Thanks for letting me vent!  I remember when I was younger I kept diaries.  Somewhere, I have 5-6 diaries packed away.  I know they are not here at the condo, but maybe at my mom's place.  Hopefully she hasn't read them, because I know more than once, I ranted and raved about her!
Thankfully, Greg is someone who has the ability to think about things rationally, and, as I found out, has the ability to apologize.  Crazy, how in two years, we really have not had a cross word between us...we live quite peacefully.  Yesterday was interesting to me in many ways.  Firstly, I had the opportunity to really think about what I wanted to say to him, rather than just see red and blurt out the first shit that comes out of my mouth, as has happened in a past relationship.  I was more rational.  Secondly, although he did get pissed off and stormed out, he had the opportunity to think about what I had to say, and had some time to cool off.  To be fair, I don't think he had any idea of what had been going on in my head for a while because I didn't say anything.  It took him by surprise.  Anyway, he came home, said that he was sorry, that on many points (not all) I was right, and that he did need to make some changes.  I apologized too, not for what I had said, but because I had let it build up, rather than communicate earlier about things I was not pleased with.

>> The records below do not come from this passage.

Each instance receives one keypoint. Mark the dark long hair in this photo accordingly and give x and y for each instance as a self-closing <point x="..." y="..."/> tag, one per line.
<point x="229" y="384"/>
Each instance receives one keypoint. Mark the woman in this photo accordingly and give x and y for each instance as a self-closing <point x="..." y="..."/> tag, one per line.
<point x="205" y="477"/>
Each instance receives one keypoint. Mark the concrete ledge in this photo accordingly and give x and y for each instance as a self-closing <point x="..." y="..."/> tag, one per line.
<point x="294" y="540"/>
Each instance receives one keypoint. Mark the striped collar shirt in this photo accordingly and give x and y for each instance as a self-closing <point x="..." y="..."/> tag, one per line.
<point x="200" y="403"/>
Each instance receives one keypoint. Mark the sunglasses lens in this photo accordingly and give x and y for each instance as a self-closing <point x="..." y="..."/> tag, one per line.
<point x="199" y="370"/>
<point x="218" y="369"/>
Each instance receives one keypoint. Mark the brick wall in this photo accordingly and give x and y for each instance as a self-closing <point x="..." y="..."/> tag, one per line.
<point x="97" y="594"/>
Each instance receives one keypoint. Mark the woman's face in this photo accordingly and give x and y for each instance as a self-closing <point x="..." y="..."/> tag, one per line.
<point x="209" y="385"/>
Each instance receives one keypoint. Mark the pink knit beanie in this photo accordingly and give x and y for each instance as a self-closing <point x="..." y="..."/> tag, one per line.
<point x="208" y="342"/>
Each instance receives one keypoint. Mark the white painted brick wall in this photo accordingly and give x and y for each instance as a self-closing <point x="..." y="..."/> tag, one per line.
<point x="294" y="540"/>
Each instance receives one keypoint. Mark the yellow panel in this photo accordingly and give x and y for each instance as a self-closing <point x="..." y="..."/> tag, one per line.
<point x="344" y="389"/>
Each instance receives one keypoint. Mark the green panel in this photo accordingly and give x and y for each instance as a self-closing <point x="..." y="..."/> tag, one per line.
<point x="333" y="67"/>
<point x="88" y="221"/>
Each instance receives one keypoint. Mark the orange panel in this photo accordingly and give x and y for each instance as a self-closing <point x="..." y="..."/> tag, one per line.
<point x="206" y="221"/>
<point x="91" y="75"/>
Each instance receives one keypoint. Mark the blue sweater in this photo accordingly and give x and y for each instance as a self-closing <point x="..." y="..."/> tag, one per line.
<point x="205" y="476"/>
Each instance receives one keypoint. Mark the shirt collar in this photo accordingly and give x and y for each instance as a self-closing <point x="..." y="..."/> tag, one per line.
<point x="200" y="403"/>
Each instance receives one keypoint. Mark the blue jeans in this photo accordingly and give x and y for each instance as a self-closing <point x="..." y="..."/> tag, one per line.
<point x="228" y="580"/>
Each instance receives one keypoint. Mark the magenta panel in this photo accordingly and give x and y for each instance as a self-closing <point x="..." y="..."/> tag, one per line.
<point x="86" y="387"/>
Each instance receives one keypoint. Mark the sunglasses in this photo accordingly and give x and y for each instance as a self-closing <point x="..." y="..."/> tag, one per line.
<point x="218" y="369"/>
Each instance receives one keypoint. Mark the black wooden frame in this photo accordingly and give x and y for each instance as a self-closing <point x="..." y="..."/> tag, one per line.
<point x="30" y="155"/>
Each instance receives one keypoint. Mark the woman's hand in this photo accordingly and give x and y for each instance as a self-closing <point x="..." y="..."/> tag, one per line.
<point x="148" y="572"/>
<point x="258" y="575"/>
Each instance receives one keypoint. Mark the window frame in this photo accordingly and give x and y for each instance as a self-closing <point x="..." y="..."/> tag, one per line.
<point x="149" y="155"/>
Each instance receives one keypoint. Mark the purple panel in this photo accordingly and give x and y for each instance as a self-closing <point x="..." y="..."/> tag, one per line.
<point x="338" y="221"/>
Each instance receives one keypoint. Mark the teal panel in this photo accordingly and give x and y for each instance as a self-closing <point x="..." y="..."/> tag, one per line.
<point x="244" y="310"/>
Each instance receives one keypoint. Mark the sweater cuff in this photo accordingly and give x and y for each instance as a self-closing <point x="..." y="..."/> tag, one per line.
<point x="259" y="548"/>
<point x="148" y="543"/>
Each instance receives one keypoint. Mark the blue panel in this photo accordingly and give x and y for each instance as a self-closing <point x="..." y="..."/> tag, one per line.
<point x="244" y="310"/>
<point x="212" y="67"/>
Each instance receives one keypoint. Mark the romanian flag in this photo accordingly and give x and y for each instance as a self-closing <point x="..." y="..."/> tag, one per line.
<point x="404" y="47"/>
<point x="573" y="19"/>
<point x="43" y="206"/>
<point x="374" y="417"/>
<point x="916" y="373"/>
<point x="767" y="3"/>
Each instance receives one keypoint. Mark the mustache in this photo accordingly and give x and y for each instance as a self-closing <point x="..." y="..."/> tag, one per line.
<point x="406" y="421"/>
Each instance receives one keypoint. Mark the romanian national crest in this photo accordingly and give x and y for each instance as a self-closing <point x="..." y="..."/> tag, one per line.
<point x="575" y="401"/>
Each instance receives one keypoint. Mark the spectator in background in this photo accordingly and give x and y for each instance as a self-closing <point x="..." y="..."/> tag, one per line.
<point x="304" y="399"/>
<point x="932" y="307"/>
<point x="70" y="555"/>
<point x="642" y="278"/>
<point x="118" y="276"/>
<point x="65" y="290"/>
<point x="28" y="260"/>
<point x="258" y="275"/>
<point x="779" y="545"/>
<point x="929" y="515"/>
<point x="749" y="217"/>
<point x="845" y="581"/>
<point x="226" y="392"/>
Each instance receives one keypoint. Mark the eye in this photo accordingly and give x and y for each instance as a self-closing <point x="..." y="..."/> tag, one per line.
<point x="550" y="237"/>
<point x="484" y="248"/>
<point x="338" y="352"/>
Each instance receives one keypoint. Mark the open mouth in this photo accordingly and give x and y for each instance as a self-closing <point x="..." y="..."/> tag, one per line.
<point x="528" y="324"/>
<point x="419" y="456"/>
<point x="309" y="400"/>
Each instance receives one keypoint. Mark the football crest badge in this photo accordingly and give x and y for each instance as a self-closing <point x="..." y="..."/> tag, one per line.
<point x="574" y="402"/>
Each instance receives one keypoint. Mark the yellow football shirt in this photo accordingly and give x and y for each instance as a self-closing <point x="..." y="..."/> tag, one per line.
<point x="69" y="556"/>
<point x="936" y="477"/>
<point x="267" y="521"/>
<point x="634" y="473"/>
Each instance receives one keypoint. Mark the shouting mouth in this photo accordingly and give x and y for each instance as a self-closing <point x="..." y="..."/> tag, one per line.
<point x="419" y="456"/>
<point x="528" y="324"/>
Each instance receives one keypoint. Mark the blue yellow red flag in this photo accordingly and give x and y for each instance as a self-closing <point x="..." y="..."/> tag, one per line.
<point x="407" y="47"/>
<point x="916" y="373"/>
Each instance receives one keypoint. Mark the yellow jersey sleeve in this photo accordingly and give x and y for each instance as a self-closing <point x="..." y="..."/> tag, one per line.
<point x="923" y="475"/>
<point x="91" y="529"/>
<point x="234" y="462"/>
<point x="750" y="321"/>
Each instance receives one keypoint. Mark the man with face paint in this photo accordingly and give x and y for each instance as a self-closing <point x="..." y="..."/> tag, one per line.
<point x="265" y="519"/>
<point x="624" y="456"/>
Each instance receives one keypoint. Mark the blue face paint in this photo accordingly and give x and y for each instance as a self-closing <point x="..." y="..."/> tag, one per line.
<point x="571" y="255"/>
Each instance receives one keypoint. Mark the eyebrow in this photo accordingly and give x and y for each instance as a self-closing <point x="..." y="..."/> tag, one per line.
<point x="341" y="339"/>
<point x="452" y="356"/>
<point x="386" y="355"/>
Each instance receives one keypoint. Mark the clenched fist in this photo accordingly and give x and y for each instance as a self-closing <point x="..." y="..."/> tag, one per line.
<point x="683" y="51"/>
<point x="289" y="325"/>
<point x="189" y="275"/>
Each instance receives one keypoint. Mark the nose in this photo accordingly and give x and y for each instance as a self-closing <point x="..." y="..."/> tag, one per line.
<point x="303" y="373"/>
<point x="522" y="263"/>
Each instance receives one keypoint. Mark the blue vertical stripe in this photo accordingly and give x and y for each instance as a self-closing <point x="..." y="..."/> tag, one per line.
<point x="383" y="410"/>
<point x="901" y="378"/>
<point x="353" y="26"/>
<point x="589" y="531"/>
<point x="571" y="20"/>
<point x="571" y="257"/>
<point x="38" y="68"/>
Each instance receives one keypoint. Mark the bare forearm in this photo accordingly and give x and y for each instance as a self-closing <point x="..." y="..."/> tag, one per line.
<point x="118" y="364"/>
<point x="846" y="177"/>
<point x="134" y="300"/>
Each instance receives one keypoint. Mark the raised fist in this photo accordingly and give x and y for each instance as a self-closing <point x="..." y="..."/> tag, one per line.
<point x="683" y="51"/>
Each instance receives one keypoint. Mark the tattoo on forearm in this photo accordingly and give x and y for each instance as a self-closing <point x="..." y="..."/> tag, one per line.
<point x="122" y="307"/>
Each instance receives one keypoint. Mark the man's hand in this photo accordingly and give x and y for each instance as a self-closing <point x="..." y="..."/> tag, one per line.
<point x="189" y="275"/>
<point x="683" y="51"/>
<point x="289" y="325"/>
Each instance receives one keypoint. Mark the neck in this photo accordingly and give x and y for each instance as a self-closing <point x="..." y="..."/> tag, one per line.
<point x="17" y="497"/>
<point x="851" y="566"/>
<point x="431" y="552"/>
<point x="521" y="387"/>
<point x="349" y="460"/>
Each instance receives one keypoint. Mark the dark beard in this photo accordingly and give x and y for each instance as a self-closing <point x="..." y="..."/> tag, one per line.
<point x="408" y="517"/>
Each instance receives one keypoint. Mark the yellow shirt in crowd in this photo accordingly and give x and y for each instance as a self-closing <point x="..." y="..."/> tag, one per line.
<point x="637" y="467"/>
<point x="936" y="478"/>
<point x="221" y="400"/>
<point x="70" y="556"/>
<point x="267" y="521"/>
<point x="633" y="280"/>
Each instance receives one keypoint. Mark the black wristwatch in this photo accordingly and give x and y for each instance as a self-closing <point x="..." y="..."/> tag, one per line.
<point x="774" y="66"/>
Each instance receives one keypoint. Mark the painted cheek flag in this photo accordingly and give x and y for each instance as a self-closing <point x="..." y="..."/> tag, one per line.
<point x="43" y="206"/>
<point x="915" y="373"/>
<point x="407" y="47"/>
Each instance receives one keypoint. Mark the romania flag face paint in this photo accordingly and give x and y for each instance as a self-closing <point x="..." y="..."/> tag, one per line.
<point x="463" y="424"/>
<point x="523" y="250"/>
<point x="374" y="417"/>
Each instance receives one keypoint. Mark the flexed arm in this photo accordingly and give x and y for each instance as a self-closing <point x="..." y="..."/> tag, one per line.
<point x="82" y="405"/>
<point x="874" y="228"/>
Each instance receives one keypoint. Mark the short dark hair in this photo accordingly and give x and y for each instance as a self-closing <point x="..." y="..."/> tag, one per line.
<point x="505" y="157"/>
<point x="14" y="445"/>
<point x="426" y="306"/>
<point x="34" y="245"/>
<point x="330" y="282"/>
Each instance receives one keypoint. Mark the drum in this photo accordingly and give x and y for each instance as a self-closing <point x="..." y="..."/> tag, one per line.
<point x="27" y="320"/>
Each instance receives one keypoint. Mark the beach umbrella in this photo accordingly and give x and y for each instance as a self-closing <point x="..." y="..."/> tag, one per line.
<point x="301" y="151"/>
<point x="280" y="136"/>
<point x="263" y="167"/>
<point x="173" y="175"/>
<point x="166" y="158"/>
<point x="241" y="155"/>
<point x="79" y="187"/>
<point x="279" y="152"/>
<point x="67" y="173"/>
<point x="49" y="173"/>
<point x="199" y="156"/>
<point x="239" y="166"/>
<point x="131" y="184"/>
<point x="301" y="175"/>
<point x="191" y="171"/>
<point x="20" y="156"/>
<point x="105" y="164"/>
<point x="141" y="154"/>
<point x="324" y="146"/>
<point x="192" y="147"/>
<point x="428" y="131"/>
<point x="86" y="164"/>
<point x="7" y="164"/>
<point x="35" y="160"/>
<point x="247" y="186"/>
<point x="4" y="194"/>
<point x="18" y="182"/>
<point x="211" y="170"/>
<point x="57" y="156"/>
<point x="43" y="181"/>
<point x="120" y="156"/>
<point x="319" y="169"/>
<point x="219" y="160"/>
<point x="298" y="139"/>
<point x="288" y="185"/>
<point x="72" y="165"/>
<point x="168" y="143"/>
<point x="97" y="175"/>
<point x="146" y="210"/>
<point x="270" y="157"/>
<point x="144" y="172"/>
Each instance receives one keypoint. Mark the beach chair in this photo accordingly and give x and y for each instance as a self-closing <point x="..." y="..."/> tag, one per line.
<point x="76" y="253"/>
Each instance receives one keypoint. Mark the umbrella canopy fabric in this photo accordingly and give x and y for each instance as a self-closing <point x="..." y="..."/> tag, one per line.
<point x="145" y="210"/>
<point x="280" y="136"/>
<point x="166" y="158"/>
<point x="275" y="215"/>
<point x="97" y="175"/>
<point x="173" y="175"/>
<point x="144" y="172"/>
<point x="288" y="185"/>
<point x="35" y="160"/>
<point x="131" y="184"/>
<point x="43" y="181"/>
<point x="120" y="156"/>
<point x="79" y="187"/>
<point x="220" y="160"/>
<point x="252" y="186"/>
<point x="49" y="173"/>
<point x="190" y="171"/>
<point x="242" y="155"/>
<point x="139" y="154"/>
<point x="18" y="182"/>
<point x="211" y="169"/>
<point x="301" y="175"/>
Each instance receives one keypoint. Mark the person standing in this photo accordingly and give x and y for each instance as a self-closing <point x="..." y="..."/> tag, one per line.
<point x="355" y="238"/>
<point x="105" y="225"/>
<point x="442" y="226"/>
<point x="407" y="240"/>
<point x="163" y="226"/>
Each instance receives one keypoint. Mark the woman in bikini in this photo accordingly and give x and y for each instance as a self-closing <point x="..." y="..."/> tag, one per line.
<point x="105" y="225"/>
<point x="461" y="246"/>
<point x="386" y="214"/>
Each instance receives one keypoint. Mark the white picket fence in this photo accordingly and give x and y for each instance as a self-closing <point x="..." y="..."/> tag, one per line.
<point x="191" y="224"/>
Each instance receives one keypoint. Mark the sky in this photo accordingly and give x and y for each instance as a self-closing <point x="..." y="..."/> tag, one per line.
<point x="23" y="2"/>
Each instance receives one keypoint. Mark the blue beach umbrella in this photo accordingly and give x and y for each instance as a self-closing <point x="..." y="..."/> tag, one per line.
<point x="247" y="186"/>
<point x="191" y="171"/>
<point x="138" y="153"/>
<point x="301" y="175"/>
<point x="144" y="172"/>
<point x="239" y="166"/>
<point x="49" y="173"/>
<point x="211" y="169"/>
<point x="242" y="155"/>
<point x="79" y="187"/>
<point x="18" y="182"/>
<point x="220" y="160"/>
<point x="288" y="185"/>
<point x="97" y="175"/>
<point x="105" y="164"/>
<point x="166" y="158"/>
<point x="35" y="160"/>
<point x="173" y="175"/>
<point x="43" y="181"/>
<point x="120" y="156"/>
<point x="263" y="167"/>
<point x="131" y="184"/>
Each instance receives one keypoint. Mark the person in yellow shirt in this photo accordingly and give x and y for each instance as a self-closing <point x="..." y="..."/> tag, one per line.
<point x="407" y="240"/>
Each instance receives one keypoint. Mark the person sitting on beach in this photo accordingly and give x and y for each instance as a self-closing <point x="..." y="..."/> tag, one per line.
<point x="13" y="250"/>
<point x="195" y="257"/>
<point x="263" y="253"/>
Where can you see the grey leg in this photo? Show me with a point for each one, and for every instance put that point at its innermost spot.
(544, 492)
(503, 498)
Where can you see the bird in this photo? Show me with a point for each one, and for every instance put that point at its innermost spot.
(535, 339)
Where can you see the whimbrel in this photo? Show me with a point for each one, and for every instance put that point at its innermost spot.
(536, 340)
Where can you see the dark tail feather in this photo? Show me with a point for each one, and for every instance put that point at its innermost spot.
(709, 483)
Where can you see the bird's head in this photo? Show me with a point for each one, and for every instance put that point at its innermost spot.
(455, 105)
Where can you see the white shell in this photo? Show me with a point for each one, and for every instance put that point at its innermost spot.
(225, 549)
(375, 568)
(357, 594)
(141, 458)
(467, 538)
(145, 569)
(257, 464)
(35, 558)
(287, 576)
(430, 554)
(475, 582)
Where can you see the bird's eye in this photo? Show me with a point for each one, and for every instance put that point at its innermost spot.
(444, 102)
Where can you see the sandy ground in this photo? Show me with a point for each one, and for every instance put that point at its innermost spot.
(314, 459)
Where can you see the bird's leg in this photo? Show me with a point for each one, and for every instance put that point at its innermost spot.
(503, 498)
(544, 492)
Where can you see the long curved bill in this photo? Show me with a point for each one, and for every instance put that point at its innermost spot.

Thirdly, and maybe this is because at nearly 40, and I am more mature(!), I did not think that this was the end of our relationship.  He left, I put on Neil Diamond (like I said I would), blasted his 20 Greatest Hits TWICE while I did some therapeutic cleaning and really, at the end of it all, felt pretty good.  Is this weird, or what?!  It was like I had an inner and outer cleaning yesterday.
And the dinner party was a smashing success.  I had been to a rummage sale first thing in the morning (therapeutic rummaging) and had bought a trivial pursuit game for $1.  It came in handy last night.  I love when I can use something that I just picked up willy-nilly like that.  
It's a little thrill, that made everybody happy.